Aces on Bridge — Daily Columns

The Aces on Bridge: Sunday, January 10, 2010

Dear Mr. Wolff:

If a defender shows his card, can he change his mind and take it back if it has not been put on the table? I say yes; my partner says no.

—  Rueful Robert, Kansas City, Mo.

ANSWER: I hate to say it, but your partner is right. There are different rules for declarer and the defenders. For declarer, a card has to be played (or the equivalent of played) — and not dropped. For the defenders, a card is played if his partner could have seen it because it reached a position where it was in view.

Dear Mr. Wolff:

I read that one of your teammates for many years, Dick Freeman, died recently. How did you rate him as a player and a teammate?

—  Historian, Nashville, Tenn.

ANSWER: Dick was absolutely brilliant — he had something like a photographic memory and a genius for numbers. As a player he and Nick Nickell became one of the soundest pairs in the world. They realized that if they brought back solid, normal results, the team would be in a great position to win. And they generally achieved precisely that.

Dear Mr. Wolff:

At unfavorable vulnerability I was second to speak with A-J-3, K-Q-4, Q-7-3-2, Q-3-2 and heard three clubs on my right. Was I wrong to double? I could not stand to be stolen from here. Suffice it to say, bidding did NOT work out well.

—  Burglar-Proof, Trenton, N.J.

  ANSWER: I have a little, but only a little, sympathy for you. When in doubt, act with shortness in their suit, but pass with length. Here you had the values to consider bidding but very much the wrong club-holding. Paradoxically, with two small clubs and a small spade instead of the club queen, you are closer to doubling and should certainly balance if three clubs came around to you in protective seat.


Dear Mr. Wolff:

What percentage of deals you use are from actual play and what from your own (or others’) fertile imagination?

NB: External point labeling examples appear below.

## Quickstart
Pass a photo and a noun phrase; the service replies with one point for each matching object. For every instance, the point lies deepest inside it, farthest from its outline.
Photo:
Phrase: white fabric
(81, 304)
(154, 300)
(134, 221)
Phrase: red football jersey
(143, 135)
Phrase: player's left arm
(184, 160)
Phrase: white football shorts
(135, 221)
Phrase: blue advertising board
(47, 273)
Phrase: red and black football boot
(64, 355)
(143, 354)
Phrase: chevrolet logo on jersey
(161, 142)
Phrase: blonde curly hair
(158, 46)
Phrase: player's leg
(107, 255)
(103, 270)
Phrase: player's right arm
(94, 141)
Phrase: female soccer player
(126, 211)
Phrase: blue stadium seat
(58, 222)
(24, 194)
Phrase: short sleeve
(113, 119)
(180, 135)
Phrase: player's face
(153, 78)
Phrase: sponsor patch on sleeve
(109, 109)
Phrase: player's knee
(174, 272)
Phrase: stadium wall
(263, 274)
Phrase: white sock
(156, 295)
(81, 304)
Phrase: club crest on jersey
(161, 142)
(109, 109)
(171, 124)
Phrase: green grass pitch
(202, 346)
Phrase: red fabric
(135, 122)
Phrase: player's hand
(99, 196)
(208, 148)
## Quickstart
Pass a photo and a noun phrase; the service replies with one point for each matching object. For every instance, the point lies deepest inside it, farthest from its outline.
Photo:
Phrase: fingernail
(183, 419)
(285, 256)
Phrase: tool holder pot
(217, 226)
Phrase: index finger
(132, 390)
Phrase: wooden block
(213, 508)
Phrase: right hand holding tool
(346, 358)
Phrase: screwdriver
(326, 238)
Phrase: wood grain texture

—  Inquiring Mind, Fredericksburg, Va.


ANSWER: So long as you do not tell anyone else, I will say that all deals where a player or location is specified are absolutely real. I try to leave the spot-cards unchanged, except to eliminate unnecessary complications. About half the rest are real deals, sometimes modified, sometimes with the protagonists anonymous; the rest are creations or variations on a genuine theme.


Dear Mr. Wolff:

I opened one spade with A-Q-9-4-2, A-3-2, Q-10-3-2, Q. When my partner bid a game-forcing two clubs, I tried two diamonds. Now my partner bid three clubs, and since we were in a game-force, I bid three no-trump. My partner said that this action was premature. Was he right?

—  Fast Arrival, Janesville, Wis.


ANSWER: I would have bid three hearts, probing for three no-trump, but not prepared to end the auction by bidding it myself. If, for example, partner has seven good clubs and short hearts, we could be very close to making slam. Conversely, three no-trump might struggle if a club had to be lost.